August 22nd, 2010 by Jessie Gable in News

Staff Photo by Laura-Chase McGehee/Chattanooga Times Free Press Participants engage in upward facing dog on their paddle-boards during a 70 minute yoga class held on North Chickamauga Creek taught by Zuddhi Yoga instructor Maggie White (not pictured).

Staff Photo by Laura-Chase McGehee/Chattanooga Times Free Press Participants...

Chattanooga's newest hybrid, paddleboard yoga, puts yogis in a shaky situation as they move through traditional yoga poses while standing on water.

Zuddhi Yoga hosted Chattanooga's first paddleboard yoga class Saturday on North Chickamauga Creek at Greenway Farms in Hixson. More than 20 yogis attended the 75-minute class.

Jessica Ewart, founder of Zuddhi Yoga, said the potential for falling in the water made the class more lighthearted.

"It's not real 'ommmm' serious," said Ewart, humming the sound of a meditative mantra. "It's fun. You can't take your yoga too seriously."

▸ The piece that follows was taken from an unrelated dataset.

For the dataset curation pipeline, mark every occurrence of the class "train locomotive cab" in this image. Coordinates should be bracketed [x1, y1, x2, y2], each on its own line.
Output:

And fall they did. The paddleboard yoga beginners quickly learned that taking away solid ground puts yogis of all skill levels on equal terms. Participants agreed that the hardest pose was "tree," where they stand on one foot.

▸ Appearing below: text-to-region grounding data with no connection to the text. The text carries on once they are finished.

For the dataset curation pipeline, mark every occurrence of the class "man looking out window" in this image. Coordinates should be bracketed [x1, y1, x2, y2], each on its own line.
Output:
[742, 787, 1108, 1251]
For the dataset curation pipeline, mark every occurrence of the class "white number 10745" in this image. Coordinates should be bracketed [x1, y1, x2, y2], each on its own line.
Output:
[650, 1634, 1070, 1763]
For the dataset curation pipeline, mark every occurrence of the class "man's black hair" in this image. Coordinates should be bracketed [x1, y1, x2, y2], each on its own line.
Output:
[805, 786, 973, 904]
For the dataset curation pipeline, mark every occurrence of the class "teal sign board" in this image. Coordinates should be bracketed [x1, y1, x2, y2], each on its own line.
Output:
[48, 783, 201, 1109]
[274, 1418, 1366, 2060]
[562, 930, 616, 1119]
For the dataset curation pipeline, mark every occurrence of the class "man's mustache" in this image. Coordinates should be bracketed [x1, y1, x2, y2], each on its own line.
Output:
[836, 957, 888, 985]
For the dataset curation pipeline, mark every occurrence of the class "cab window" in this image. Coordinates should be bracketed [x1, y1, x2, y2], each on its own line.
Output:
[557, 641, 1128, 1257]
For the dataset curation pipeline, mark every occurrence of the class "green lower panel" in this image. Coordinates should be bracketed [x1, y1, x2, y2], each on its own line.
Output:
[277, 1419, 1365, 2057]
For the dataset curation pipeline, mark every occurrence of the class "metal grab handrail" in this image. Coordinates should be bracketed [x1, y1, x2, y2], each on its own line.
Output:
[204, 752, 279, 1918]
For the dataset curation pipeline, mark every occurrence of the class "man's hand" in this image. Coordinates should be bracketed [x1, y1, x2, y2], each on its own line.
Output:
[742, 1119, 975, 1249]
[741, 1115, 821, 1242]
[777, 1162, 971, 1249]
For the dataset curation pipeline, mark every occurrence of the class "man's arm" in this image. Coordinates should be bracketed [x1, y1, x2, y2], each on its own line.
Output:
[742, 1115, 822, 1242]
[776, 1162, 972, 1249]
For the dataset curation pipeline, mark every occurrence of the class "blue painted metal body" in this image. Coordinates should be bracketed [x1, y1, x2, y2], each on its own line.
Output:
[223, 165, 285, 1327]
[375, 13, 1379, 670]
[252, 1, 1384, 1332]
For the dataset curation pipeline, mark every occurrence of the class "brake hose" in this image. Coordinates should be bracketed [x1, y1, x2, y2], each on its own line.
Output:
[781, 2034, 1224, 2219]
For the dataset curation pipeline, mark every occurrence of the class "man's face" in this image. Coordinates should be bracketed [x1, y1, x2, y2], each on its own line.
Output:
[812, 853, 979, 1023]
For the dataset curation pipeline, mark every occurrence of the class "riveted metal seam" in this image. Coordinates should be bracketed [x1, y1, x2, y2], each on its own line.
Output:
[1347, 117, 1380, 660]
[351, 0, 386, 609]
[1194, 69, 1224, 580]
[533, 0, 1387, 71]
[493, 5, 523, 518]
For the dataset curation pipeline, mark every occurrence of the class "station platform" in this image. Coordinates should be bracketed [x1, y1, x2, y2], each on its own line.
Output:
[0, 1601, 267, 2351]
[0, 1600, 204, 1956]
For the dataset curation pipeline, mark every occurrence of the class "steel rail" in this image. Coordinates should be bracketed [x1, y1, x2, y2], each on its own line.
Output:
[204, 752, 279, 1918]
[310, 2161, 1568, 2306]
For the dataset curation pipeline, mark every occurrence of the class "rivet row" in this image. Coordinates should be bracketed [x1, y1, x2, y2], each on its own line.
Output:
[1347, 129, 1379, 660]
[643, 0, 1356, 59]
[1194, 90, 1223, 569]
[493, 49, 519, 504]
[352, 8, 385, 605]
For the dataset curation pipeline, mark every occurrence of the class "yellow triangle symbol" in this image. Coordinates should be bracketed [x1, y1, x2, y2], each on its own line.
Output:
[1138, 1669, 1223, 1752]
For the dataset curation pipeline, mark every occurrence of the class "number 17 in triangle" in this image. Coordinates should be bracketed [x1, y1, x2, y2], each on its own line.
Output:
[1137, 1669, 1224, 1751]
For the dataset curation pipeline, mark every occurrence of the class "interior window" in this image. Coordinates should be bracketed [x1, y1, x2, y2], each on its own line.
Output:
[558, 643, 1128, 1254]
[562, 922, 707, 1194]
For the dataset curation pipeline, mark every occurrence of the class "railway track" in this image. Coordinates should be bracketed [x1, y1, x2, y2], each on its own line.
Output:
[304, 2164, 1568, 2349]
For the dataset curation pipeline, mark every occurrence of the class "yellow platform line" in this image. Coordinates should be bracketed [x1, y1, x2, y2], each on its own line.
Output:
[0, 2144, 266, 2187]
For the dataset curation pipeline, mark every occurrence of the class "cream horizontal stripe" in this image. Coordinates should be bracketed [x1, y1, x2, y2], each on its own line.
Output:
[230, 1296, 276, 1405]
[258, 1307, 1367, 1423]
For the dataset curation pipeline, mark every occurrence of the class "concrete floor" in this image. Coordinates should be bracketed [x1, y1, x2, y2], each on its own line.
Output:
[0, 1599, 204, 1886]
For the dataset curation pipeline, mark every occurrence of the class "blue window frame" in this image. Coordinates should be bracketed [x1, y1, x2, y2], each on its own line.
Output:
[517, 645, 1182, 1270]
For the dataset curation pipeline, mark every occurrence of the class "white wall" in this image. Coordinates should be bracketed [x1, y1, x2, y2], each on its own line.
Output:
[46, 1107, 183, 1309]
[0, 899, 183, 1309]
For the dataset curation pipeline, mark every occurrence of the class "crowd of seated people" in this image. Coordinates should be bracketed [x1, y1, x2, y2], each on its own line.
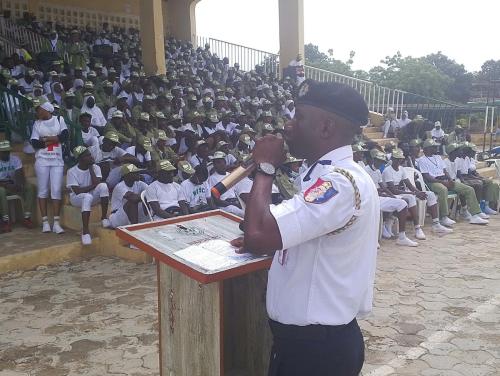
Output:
[0, 18, 497, 249]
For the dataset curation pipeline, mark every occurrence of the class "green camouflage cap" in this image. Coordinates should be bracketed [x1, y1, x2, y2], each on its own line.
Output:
[423, 139, 439, 148]
[73, 145, 88, 159]
[155, 112, 166, 119]
[217, 140, 229, 149]
[352, 143, 367, 152]
[65, 90, 76, 97]
[262, 111, 273, 117]
[139, 137, 153, 151]
[409, 139, 422, 147]
[370, 149, 387, 161]
[121, 163, 145, 176]
[178, 160, 195, 175]
[103, 80, 113, 88]
[104, 131, 120, 144]
[158, 160, 176, 172]
[0, 140, 12, 152]
[239, 134, 252, 146]
[262, 123, 274, 132]
[462, 141, 478, 152]
[157, 130, 169, 141]
[139, 112, 150, 122]
[210, 151, 227, 160]
[112, 110, 124, 118]
[391, 148, 405, 159]
[208, 114, 219, 123]
[446, 143, 461, 154]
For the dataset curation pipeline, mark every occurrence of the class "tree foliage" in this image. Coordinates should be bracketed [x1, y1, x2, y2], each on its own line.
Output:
[303, 44, 494, 103]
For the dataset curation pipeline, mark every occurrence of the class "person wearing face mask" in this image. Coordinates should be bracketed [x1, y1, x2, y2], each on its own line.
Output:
[145, 160, 189, 220]
[30, 101, 68, 234]
[275, 154, 304, 200]
[81, 94, 107, 133]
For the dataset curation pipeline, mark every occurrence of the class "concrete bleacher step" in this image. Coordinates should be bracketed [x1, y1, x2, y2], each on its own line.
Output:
[478, 166, 498, 179]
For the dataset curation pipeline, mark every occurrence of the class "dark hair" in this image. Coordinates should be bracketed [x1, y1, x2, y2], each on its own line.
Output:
[79, 112, 92, 119]
[194, 165, 209, 181]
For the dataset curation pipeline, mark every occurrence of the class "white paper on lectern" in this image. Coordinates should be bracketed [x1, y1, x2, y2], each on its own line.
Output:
[125, 215, 268, 274]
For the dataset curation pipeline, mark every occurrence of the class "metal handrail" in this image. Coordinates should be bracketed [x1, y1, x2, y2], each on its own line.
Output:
[197, 36, 280, 75]
[0, 16, 47, 55]
[0, 85, 35, 140]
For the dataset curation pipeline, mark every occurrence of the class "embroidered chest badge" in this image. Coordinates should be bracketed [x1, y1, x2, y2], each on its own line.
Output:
[303, 178, 338, 204]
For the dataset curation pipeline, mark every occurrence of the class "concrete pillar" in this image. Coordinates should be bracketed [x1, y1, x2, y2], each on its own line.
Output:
[166, 0, 199, 45]
[139, 0, 166, 75]
[278, 0, 304, 76]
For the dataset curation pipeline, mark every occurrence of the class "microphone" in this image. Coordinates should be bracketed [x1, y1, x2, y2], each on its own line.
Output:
[211, 157, 256, 199]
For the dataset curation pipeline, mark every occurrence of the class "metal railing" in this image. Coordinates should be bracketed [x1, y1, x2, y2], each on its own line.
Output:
[0, 85, 35, 140]
[304, 65, 466, 126]
[0, 16, 46, 55]
[197, 36, 280, 75]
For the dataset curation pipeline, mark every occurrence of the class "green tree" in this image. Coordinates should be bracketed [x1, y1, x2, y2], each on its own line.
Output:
[422, 52, 472, 103]
[304, 43, 354, 76]
[369, 52, 452, 99]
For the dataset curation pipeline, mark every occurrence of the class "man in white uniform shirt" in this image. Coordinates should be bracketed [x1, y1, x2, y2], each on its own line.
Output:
[145, 160, 189, 220]
[383, 148, 452, 236]
[231, 80, 379, 375]
[417, 139, 488, 225]
[180, 164, 216, 213]
[66, 146, 110, 245]
[109, 164, 149, 228]
[208, 151, 244, 217]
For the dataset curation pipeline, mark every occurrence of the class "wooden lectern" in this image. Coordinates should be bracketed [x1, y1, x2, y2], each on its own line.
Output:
[116, 210, 273, 376]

"We found out that one of the easiest poses on land is the hardest pose on water," Ewart said.

The idea of introducing paddleboard yoga here came from Theresa Rodriguez, co-owner of TBA Gym, who teamed up with Ewart after she saw a YouTube video of paddleboard yoga classes in Florida.


The next chance to practice paddleboard yoga is Saturday. Space is limited. Go to www.zuddhiyoga.com for online registration.

"We all went out for a scouting trip to see how it would work," Rodriguez said. "Once we knew it was easier than we thought, we knew people would be interested in it."

SUP Paddleboards in Chattanooga supplied the boards and gave instructions on how to ride them. Only occasionally were the yogis instructed to use the paddle for balance.

Natalie Phillips, co-owner of SUP Paddleboards, took the class.

"This is harder than regular paddleboarding," Phillips said afterward. "You're trying to reach that next level of being centered. Don't get me wrong, though, paddleboarding alone is hard."

Casey Daniel, a 24-year-old yogi who did not fall in, said she planned on coming back next week.

"It was easier than I thought it would be," Daniel said. "I had no hesitations about it, and I really think beginning yogis would enjoy it."